Preheat oven (electric cooker: 200 °C/circulating air: 175 °C/gas: see manufacturer). Separate the eggs for the sponge cake. Beat the egg whites, 4 tablespoons of cold water and 1 pinch of salt until stiff with the whisks of the mixer, adding 100 g of sugar at the end.
Stir in the egg yolks one after the other. Mix flour, starch, cinnamon and baking powder, sieve onto the egg mixture and fold in. Spread on a baking tray lined with baking paper. Bake in a hot oven for 8-10 minutes.
Take the sponge out of the oven. Turn onto a tea towel sprinkled with sugar immediately. Carefully remove the paper.

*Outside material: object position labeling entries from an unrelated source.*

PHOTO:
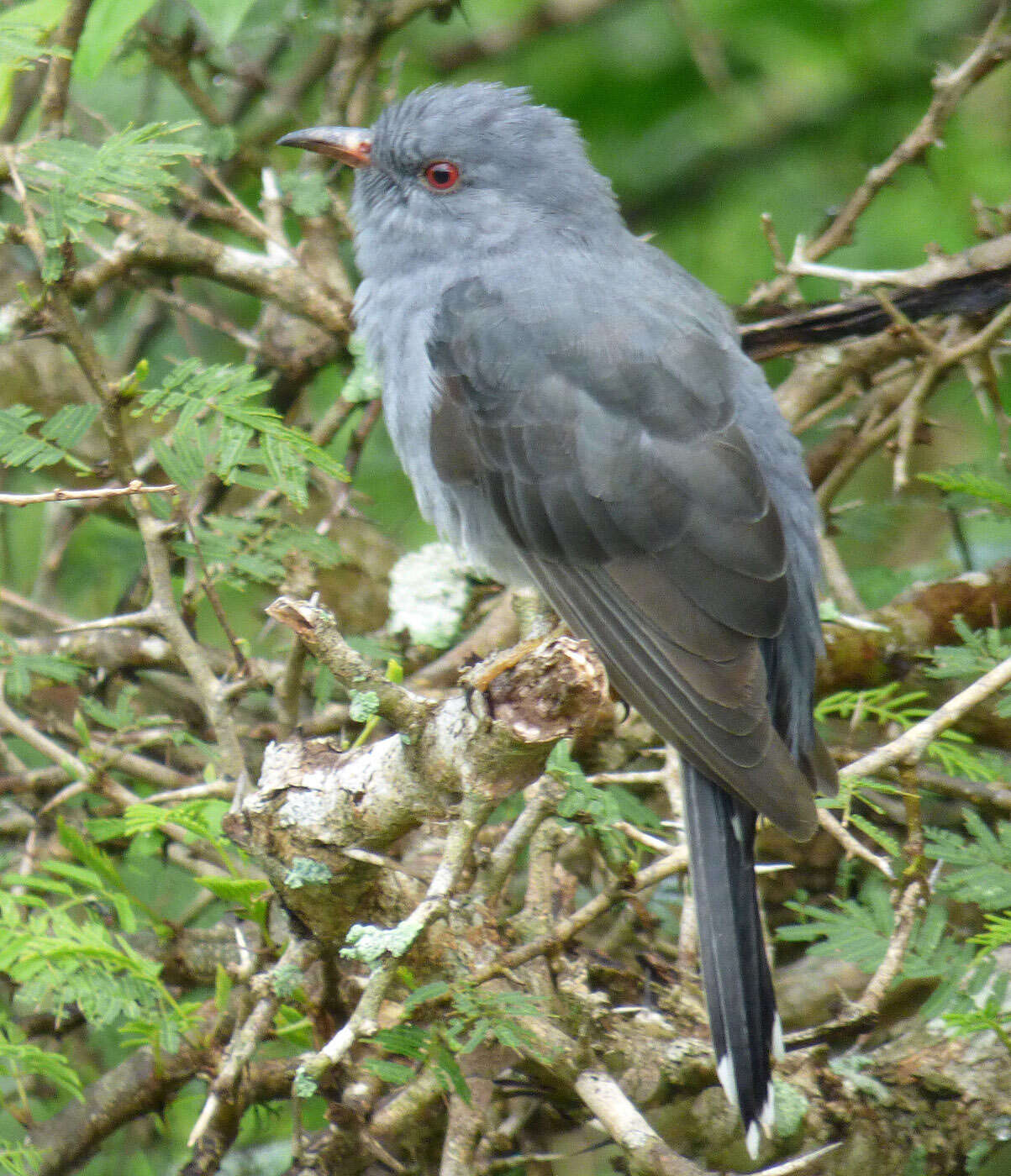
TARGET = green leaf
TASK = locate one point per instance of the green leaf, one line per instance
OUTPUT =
(306, 872)
(969, 480)
(364, 705)
(429, 991)
(390, 1072)
(20, 447)
(308, 197)
(108, 23)
(240, 890)
(224, 18)
(305, 1084)
(223, 988)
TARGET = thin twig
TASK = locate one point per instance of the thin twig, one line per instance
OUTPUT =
(910, 747)
(94, 496)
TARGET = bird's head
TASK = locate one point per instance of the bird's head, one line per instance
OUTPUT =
(464, 171)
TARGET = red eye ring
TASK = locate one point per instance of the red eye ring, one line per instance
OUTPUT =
(441, 176)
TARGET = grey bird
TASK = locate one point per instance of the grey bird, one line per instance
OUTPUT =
(575, 412)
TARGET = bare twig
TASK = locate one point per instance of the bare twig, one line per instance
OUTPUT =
(890, 967)
(56, 86)
(626, 1126)
(911, 744)
(94, 496)
(318, 629)
(854, 847)
(249, 1034)
(950, 87)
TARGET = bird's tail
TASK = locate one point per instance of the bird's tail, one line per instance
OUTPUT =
(738, 984)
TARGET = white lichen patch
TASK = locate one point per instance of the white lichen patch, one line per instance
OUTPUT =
(429, 591)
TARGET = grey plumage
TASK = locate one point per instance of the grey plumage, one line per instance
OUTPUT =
(575, 411)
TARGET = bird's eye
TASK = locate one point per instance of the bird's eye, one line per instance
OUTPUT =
(441, 176)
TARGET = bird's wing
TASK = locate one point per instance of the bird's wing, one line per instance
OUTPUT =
(617, 467)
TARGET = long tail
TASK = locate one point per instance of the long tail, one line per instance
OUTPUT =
(738, 985)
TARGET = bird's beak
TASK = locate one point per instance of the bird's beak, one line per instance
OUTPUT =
(350, 144)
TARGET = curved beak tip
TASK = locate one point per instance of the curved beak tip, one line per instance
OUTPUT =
(347, 144)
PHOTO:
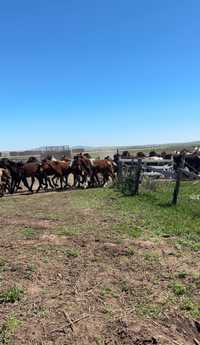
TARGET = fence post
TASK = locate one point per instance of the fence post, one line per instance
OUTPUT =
(178, 181)
(137, 176)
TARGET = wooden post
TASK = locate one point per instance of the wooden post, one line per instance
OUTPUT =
(137, 176)
(178, 181)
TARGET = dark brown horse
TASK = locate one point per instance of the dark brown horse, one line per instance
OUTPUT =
(58, 170)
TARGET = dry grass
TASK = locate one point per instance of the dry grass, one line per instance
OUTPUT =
(93, 272)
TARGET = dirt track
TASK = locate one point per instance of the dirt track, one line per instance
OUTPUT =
(82, 282)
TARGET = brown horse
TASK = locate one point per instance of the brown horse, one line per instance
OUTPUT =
(57, 169)
(88, 170)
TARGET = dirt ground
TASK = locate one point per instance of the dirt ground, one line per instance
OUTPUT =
(78, 279)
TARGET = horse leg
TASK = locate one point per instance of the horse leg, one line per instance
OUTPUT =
(24, 180)
(32, 182)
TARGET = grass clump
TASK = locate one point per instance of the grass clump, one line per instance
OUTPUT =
(11, 295)
(29, 233)
(178, 289)
(74, 253)
(68, 231)
(9, 328)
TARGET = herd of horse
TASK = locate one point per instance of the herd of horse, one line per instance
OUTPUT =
(51, 173)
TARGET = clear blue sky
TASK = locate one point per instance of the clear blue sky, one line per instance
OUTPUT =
(99, 72)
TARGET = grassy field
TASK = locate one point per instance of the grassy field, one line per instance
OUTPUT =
(95, 267)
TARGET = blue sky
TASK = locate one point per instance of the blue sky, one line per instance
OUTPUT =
(99, 72)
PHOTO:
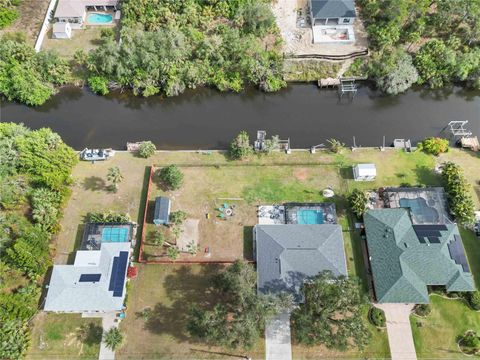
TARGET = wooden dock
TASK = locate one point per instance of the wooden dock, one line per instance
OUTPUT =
(470, 142)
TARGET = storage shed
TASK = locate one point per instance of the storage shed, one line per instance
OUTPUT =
(162, 211)
(62, 31)
(364, 172)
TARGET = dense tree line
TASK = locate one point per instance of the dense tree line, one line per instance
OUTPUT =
(35, 169)
(27, 76)
(429, 42)
(169, 46)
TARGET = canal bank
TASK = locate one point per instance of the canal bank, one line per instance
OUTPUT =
(208, 119)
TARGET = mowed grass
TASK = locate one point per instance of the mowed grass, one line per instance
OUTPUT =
(170, 290)
(435, 337)
(56, 336)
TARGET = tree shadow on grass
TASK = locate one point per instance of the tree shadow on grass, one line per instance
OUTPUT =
(94, 183)
(183, 288)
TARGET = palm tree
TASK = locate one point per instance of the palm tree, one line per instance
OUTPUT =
(115, 177)
(113, 338)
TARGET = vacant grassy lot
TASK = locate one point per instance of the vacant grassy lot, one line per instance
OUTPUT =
(435, 336)
(59, 336)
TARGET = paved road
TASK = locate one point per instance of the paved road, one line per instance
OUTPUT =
(277, 338)
(399, 331)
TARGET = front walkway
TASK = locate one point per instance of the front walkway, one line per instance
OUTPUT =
(277, 338)
(399, 331)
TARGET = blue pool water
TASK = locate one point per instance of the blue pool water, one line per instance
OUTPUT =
(114, 234)
(96, 18)
(309, 217)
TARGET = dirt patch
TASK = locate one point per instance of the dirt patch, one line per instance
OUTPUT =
(301, 174)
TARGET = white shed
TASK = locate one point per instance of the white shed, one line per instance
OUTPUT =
(364, 172)
(62, 30)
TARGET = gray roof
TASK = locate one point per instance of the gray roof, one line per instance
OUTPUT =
(333, 8)
(67, 294)
(403, 262)
(288, 254)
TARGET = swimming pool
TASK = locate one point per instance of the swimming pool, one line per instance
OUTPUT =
(96, 18)
(309, 217)
(114, 234)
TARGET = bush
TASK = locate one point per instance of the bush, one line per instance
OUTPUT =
(422, 310)
(335, 146)
(171, 177)
(377, 317)
(474, 300)
(240, 147)
(470, 342)
(146, 149)
(99, 85)
(434, 145)
(358, 202)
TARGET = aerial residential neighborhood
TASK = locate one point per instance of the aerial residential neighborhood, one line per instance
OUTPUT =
(250, 179)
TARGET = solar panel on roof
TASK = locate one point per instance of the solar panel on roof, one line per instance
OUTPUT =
(90, 277)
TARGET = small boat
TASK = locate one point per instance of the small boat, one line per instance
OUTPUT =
(96, 154)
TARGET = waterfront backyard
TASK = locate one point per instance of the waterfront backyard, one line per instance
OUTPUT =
(209, 179)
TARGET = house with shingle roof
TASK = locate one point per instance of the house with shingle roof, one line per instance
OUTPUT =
(289, 254)
(405, 258)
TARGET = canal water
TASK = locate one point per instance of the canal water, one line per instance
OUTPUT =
(208, 119)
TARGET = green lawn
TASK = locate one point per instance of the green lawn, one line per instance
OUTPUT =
(57, 336)
(435, 336)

Roll up the short side of the sponge cake using the tea towel and let it cool down.
For the cream, soak gelatine in cold water. Bring the milk to the boil, except for 5 tablespoons. Stir pudding powder, 25 g sugar and the rest of the milk until smooth. Stir into the hot milk, bring to the boil and simmer for about 1 minute while stirring.
Take it off the stove. Squeeze the gelatine. Dissolve in hot pudding while stirring. Put it in a cold place, stirring frequently.
Chop the chocolate, stir into the pudding. Whip cream until stiff and fold in. Peel and halve bananas and sprinkle with lemon juice. Unroll the sponge cake, spread the pudding cream on top. Place the bananas on the edge along a short side.
Roll up the sponge cake from the banana side using the tea towel. Chill for at least 2 hours. Dust with icing sugar and decorate with caramel spread. Cut diagonally into pieces.